One way to honor your child’s birthmother can be through the telling (and re-telling) of their adoption story. This narrative should be shared with our children more than once. I like to take time before we go to church on Mother’s Day to sit on the couch with my son and daughter and remind them of the moment their birthmothers shared them with me. I remind my daughter of the special moment that her birthmother was holding her in her arms, stroking her cheek, crying. How, in that instant, she kissed her gently and placed her in my arms and how I loved her birthmother so much that my heart ached. My son knows that, during our adoption hearing in court, his birthmother reached out for my hand and held it as my husband was on the stand. We were united as mothers in that moment, for him. Our children were loved and considered important, above all else.

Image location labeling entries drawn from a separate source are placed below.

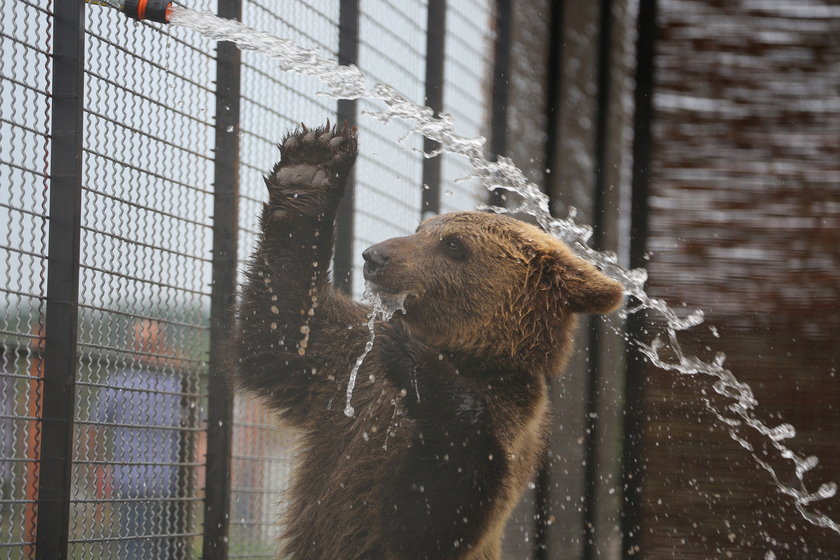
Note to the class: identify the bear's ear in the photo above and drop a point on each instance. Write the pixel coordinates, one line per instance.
(579, 286)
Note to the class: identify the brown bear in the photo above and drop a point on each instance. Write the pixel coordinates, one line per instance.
(451, 405)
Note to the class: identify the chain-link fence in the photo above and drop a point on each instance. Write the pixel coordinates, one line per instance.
(139, 376)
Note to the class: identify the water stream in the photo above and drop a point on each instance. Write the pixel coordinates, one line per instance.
(737, 415)
(383, 307)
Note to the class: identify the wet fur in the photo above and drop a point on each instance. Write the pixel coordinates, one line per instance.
(451, 403)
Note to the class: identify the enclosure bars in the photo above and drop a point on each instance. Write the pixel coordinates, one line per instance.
(62, 282)
(595, 350)
(542, 513)
(632, 468)
(348, 53)
(223, 292)
(499, 92)
(435, 52)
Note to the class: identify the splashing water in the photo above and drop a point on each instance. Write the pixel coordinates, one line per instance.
(384, 307)
(348, 82)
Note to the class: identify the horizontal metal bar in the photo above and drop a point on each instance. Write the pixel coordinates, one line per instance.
(136, 390)
(149, 427)
(163, 141)
(4, 78)
(133, 538)
(16, 544)
(44, 134)
(35, 7)
(137, 500)
(22, 252)
(257, 458)
(23, 43)
(147, 100)
(143, 171)
(273, 14)
(25, 169)
(135, 315)
(143, 280)
(134, 463)
(116, 350)
(151, 63)
(256, 491)
(16, 417)
(146, 245)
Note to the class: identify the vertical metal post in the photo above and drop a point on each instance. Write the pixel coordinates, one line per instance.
(542, 542)
(590, 521)
(223, 292)
(435, 52)
(348, 53)
(634, 378)
(62, 282)
(501, 73)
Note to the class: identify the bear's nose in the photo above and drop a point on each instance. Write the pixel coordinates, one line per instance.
(375, 259)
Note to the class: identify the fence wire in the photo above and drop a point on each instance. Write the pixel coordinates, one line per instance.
(145, 265)
(392, 50)
(25, 83)
(466, 74)
(144, 291)
(272, 103)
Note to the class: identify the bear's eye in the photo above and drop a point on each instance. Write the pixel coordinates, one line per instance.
(454, 247)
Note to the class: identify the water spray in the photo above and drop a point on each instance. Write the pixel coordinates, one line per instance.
(142, 10)
(347, 82)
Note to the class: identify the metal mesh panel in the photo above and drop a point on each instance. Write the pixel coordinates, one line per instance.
(466, 95)
(392, 45)
(144, 291)
(272, 103)
(25, 75)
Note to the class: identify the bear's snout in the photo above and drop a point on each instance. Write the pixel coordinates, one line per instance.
(376, 257)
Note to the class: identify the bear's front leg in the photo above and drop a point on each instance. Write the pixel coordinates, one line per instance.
(287, 301)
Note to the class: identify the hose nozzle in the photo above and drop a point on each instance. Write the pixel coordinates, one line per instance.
(149, 10)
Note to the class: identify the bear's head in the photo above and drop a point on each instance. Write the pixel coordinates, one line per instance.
(491, 286)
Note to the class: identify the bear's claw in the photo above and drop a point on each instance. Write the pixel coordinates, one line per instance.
(326, 146)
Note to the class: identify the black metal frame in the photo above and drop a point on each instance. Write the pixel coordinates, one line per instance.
(501, 75)
(348, 53)
(632, 467)
(60, 357)
(435, 61)
(604, 92)
(223, 294)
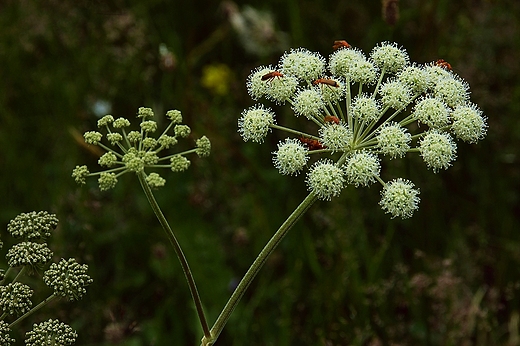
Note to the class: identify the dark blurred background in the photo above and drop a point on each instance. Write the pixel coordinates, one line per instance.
(345, 275)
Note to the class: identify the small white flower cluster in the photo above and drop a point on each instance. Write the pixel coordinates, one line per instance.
(357, 125)
(136, 150)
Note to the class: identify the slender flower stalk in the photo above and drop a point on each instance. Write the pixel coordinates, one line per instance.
(137, 152)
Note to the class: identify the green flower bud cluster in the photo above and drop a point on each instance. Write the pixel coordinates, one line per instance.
(364, 108)
(137, 151)
(30, 256)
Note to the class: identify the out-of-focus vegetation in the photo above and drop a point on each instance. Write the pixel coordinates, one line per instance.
(345, 275)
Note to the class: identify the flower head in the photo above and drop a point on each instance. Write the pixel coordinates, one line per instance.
(362, 168)
(33, 225)
(399, 198)
(468, 123)
(255, 123)
(438, 150)
(30, 254)
(325, 179)
(15, 298)
(68, 279)
(355, 125)
(303, 64)
(51, 332)
(137, 150)
(291, 156)
(389, 57)
(5, 338)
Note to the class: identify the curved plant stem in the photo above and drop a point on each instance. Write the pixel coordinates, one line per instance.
(255, 268)
(178, 251)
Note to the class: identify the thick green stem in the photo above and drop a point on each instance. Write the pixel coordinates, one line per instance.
(255, 268)
(178, 251)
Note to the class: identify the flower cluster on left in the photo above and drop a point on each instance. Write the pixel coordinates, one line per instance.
(134, 151)
(66, 279)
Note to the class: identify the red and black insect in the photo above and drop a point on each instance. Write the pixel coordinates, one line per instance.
(340, 44)
(444, 64)
(271, 75)
(331, 119)
(326, 81)
(312, 144)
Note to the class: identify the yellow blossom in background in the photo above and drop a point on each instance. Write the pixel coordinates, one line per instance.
(217, 78)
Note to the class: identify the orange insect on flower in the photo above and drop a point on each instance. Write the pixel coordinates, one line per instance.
(340, 44)
(331, 119)
(444, 64)
(326, 81)
(271, 75)
(312, 144)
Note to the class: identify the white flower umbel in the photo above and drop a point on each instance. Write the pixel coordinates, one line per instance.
(138, 150)
(357, 114)
(291, 156)
(362, 108)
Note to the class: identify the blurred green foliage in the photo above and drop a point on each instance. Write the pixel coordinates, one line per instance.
(346, 274)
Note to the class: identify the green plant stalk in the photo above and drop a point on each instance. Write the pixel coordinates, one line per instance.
(36, 308)
(178, 251)
(255, 268)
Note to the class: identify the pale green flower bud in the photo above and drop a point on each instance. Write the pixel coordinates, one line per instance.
(5, 338)
(395, 94)
(105, 121)
(438, 150)
(15, 298)
(108, 159)
(92, 137)
(365, 108)
(149, 126)
(68, 278)
(362, 168)
(303, 64)
(393, 140)
(325, 179)
(343, 61)
(134, 136)
(291, 156)
(254, 123)
(175, 116)
(309, 103)
(452, 90)
(179, 163)
(155, 180)
(51, 332)
(167, 141)
(399, 198)
(388, 57)
(149, 143)
(114, 138)
(432, 112)
(133, 162)
(107, 181)
(335, 136)
(182, 131)
(80, 173)
(468, 123)
(30, 254)
(144, 113)
(33, 225)
(256, 87)
(121, 123)
(364, 72)
(416, 78)
(203, 146)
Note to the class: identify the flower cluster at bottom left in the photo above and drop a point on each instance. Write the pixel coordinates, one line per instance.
(30, 256)
(135, 151)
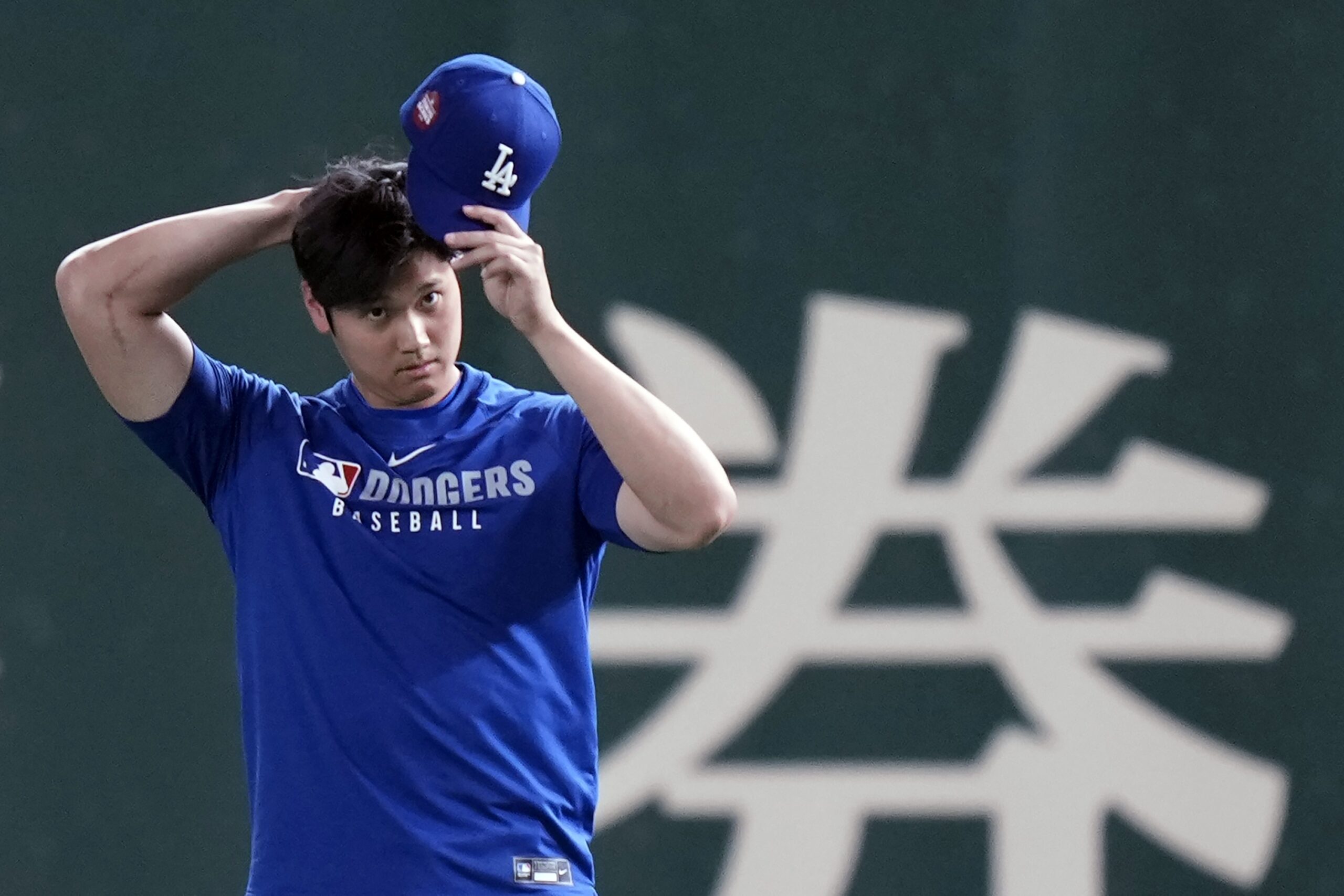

Some other ideas for honoring your child’s birthmother on Mother’s Day are:
- Purchasing a flower or plant in honor of her and planting it together
- Sending her a homemade card with artwork by the child, along with photos and a letter
- Creating a photo book of the past year for her
- Sending her the child’s handprint or artwork made from the handprint
- Releasing a balloon that contains a special note to a birthmother in another part of the world with whom you do not have direct contact
Make your own tradition. Follow your child’s lead. Some children may not want to talk about their placement or birthmother from one year to the next. That’s okay; however, revisit it the next year because as our children grow and develop, they do become more curious and open to discussion.
It is so important that we allow our children the opportunity to love their birthmothers openly. I once told my kiddos “Just like I can love both of you at one time, you can love me and your birthmother at one time.” Make it okay. Make it intentional.